Clean Ocean Action

Earth Day 2024 Press Conference on Plastic Pollution

Clean Ocean Action participated in an Earth Day press conference at the State House in Trenton, NJ. The press conference, held with other environmental groups, followed a special Joint NJ Senate and Assembly Committee hearing focused on the effects of plastics on human health. A screening of the documentary, “We’re All Plastic People Now,” followed.

COA spoke about the success of NJ’s Get Past Plastic Law in reducing plastic waste. COA used data and debris collected at our Beach Sweeps litter cleanups to illustrate that plastic bag and foam plastic food service litter has decreased, but plastic pollution remains a serious problem. Plastic is man-made from fossil fuels, never fully degrades, and has a toxic life cycle which threatens public health and the environment. Plastic waste in the ocean also maims, harms or kills marine life through ingestion and/or entanglement.

Since 1984, COA has worked to implement the most effective policies to reduce and eliminate plastics, especially single-use plastics. The work continues and the Beach Sweeps program provides evidence of the persistent plastic pollution problems that still must be addressed.

Photo by Jo Arlow Photography taken at COA's Spring 2024 Beach Sweeps, Plum Island B.

The Problems with Plastics:

  • 310,739: Total number of plastic items removed by volunteers at the 2022 Beach Sweeps in New Jersey.
  • Oil, gas, & coal are the fossil-fuel building blocks of plastics.
  • The entire lifecycle of plastics causes air, land, & water pollution.
  • Plastics have been found in human food, as well as blood, heart, lung, brain, & other organs.

The Solutions: How Can YOU Help?


Wave Goodbye to Plastic Carryout Bags & Foam Plastics! (And Skip the Straw, too!)

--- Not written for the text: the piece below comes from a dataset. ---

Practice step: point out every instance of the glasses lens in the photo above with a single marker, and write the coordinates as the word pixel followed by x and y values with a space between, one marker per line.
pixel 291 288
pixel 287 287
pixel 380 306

Good job, New Jersey! In just 5 months of the full law coming into effect in May 2022, the New Jersey Food Council estimates that 3.44 BILLION plastic bags and 68 million paper bags have been eliminated from the waste stream as a result of this law! In addition, 8.4 million single-use bags are not being distributed annually! Clearly, the law is having a positive impact on our communities and the environment. Keep it up!

On May 4, 2022, the Single-Use Waste Reduction Act (P.L.2020, c.117) came into effect. This law significantly restricts the availability of single-use plastic bags, polystyrene food service products, and single-use paper bags within the Garden State. More information about the law and the upcoming implementation of its provisions concerning single-use plastic bags, single-use paper bags, polystyrene foam food products, and plastic straws can be found on NJDEP’s website at NJDEP has also indicated that any comments or questions about the law for the Department should be submitted via email to or via telephone at (609) 984-4250.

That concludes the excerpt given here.